My first experience of the festival in 2005 was somewhat traumatic. A festival (and indeed camping) virgin I’d arrived fresh-faced with my pink two-man tent and solar-powered shower, completely oblivious to the reality of what I was about to endure. Which was, in short, four days of torrential rain (and by torrential I mean on the first night it rained so hard peoples’ tents were washed away and police divers were called in to retrieve their passports and valuables).

When I returned in 2008 the weather gods were marginally kinder. As I recall it only rained for half of the festival, but when you’re trying to negotiate a site that big even the smallest amount of rain can play havoc with your enjoyment of the general experience.

Although this year the forecast predicts some light rain showers, it’s looking like we may avoid a total wash out (she says, crossing fingers, toes and everything in between). But nonetheless I shall be packing my wellies and my mac – I know too well the British forecast should never be trusted…Wish me luck!

Winning

Thus far today’s been one of those rare and gorgeous days where everything runs exactly to plan. I was up at 8am, at my desk by 9am and by 10.30am had submitted two magazine pitches and was donning my running shoes for a quick jaunt to Argos in Victoria, where I collected a camping stool for my forthcoming trip to Glastonbury Festival. By the time I arrived back home (by tube, since the camping stool didn’t lend itself all that well to being a running aid) I’d even had a reply from one of the editors (the good news is they want the article, the bad news is they’ve no budget – but never mind, it all adds to the online portfolio).

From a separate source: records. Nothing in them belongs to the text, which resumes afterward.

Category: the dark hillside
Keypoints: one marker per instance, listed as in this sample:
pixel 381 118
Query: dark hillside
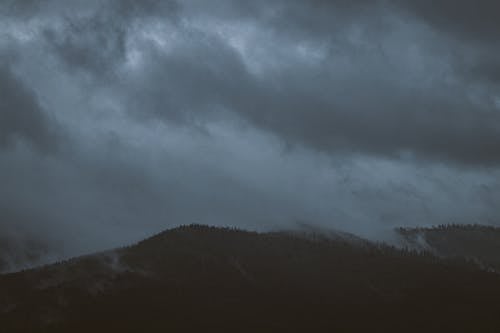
pixel 197 277
pixel 475 242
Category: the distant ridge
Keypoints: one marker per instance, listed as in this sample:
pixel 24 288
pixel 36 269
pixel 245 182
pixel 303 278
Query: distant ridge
pixel 197 277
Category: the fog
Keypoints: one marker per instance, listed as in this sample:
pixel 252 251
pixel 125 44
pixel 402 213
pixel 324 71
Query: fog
pixel 119 119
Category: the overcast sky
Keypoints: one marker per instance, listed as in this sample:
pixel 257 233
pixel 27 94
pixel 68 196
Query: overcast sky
pixel 119 119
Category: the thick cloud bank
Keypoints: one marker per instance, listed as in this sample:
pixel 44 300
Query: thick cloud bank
pixel 122 118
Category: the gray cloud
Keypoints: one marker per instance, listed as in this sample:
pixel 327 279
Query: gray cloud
pixel 353 115
pixel 21 116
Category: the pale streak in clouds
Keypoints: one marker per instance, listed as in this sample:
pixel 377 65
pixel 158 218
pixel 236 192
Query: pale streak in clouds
pixel 122 118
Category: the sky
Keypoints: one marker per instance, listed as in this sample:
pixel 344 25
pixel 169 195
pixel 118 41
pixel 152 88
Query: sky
pixel 119 119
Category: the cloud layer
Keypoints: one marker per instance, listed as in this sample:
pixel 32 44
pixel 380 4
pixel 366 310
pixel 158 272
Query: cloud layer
pixel 121 118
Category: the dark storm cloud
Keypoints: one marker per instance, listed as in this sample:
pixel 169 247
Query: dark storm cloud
pixel 184 112
pixel 21 115
pixel 472 20
pixel 372 104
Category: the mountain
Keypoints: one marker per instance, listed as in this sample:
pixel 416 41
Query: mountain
pixel 478 243
pixel 196 278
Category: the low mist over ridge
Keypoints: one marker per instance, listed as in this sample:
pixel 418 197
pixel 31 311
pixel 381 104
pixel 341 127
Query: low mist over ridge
pixel 119 119
pixel 198 277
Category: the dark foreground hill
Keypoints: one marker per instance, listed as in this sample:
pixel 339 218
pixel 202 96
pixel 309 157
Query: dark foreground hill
pixel 199 278
pixel 475 242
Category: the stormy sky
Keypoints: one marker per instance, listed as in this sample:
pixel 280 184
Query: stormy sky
pixel 119 119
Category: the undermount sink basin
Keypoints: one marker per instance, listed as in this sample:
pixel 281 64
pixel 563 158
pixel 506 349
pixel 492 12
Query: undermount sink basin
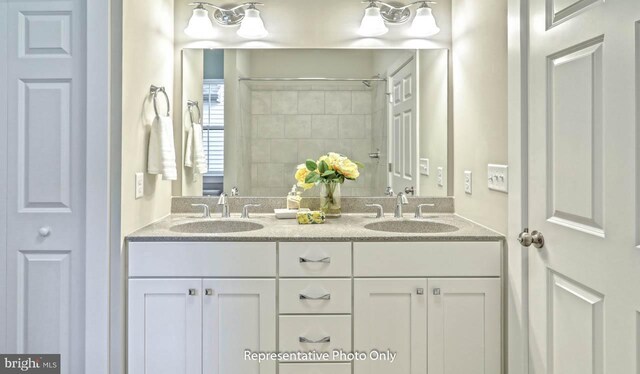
pixel 411 226
pixel 216 227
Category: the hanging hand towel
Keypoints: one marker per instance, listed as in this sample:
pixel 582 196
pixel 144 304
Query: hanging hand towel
pixel 162 154
pixel 194 156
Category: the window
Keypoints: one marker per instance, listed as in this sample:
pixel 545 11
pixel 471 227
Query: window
pixel 213 125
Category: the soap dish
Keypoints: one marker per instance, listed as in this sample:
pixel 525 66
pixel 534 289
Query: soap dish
pixel 288 213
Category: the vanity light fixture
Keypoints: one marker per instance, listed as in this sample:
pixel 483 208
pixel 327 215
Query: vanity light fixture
pixel 246 15
pixel 378 14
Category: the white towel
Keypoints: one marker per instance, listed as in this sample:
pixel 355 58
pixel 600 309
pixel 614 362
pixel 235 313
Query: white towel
pixel 162 154
pixel 194 155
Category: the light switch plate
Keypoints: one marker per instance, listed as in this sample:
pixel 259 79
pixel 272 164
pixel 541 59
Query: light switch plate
pixel 424 166
pixel 139 185
pixel 468 182
pixel 498 177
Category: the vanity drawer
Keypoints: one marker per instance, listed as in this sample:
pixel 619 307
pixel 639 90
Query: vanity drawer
pixel 335 331
pixel 324 368
pixel 202 259
pixel 304 259
pixel 315 296
pixel 427 259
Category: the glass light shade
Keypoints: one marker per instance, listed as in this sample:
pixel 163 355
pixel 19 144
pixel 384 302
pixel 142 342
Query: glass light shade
pixel 372 23
pixel 424 24
pixel 252 26
pixel 199 24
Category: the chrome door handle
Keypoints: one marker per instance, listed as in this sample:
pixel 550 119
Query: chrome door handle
pixel 326 260
pixel 323 297
pixel 326 339
pixel 535 237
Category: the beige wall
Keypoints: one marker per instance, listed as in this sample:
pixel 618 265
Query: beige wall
pixel 433 72
pixel 147 58
pixel 479 59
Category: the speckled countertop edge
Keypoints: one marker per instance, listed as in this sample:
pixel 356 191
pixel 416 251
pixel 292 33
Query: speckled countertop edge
pixel 349 227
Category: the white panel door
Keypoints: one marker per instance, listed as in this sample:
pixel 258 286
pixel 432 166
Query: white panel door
pixel 46 149
pixel 464 326
pixel 403 134
pixel 165 326
pixel 238 314
pixel 584 284
pixel 391 314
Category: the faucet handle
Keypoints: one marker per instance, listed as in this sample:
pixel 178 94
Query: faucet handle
pixel 206 212
pixel 245 209
pixel 379 211
pixel 419 209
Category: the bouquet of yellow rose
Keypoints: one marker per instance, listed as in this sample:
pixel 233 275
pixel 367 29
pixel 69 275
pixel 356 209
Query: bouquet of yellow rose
pixel 329 168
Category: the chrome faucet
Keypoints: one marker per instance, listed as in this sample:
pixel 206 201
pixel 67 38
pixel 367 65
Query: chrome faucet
pixel 224 201
pixel 400 201
pixel 206 212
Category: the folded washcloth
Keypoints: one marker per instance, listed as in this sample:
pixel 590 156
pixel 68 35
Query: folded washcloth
pixel 162 154
pixel 194 155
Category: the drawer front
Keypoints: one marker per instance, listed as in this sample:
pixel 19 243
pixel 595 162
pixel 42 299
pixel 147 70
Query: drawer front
pixel 324 368
pixel 427 259
pixel 304 259
pixel 202 259
pixel 315 296
pixel 315 333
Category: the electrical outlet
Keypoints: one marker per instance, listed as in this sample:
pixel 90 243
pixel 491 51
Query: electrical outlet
pixel 424 166
pixel 468 182
pixel 498 177
pixel 139 185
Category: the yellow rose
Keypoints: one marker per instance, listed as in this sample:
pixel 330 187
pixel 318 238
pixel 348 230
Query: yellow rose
pixel 301 174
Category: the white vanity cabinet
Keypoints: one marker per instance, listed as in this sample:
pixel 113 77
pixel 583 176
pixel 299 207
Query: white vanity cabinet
pixel 201 325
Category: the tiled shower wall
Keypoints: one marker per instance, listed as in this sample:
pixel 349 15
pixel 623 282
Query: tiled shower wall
pixel 292 123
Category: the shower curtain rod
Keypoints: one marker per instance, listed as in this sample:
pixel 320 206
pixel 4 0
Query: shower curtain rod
pixel 376 79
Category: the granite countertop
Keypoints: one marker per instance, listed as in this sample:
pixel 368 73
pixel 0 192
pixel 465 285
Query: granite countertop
pixel 349 227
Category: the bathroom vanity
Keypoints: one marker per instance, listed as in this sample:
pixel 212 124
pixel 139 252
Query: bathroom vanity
pixel 198 300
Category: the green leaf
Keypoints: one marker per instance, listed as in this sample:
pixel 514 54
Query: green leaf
pixel 322 167
pixel 328 173
pixel 311 165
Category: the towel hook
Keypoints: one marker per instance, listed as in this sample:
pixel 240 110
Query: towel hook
pixel 191 104
pixel 154 94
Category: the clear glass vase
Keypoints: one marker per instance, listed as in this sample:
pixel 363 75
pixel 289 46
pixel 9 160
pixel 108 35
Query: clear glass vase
pixel 330 199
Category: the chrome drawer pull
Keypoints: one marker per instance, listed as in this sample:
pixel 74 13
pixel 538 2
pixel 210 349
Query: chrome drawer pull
pixel 326 339
pixel 323 297
pixel 326 260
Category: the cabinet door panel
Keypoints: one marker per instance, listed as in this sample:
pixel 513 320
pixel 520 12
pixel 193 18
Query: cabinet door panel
pixel 391 314
pixel 165 326
pixel 238 315
pixel 464 322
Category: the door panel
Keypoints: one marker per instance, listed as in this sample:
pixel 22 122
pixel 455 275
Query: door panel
pixel 165 326
pixel 391 314
pixel 238 315
pixel 46 149
pixel 404 126
pixel 464 321
pixel 583 284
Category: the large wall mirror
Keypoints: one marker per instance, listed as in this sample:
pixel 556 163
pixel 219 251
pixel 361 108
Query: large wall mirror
pixel 265 111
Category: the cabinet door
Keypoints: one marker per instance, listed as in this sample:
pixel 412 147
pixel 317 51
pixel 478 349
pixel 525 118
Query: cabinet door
pixel 165 326
pixel 464 326
pixel 238 315
pixel 391 314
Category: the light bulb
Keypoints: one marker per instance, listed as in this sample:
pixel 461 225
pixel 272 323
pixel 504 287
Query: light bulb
pixel 372 22
pixel 424 24
pixel 200 26
pixel 252 26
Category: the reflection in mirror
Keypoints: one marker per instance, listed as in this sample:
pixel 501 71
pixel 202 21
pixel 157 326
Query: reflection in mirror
pixel 264 112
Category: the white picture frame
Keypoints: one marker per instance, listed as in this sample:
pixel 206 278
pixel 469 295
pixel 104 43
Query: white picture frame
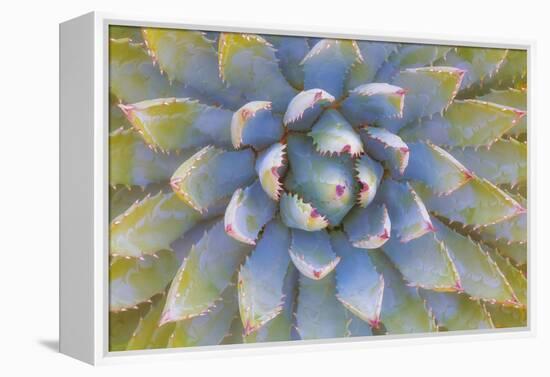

It’s now 2.30pm and I’ve just finished writing this month’s guest post for Bea Magazine (which will be online on the 30th) and drafted ideas for my blog posts over the next week (WordPress assures me I will not fail in my task of posting something every day of 2013, thanks to its clever functionality to schedule blog posts – shhh). Before I start writing them, however, I need to pop out to do a spot of pre-festival shopping – it’s time to stock up on cereal bars, meal replacement shakes and enough wet wipes to keep the dirtiest of festival-goers clean from head to toe…Quite a tall order…Happy Monday everyone!

My friends will kill me for posting this but I love it – this pic pretty much sums up how much I love Glastonbury and how excited I am to be going there in three days!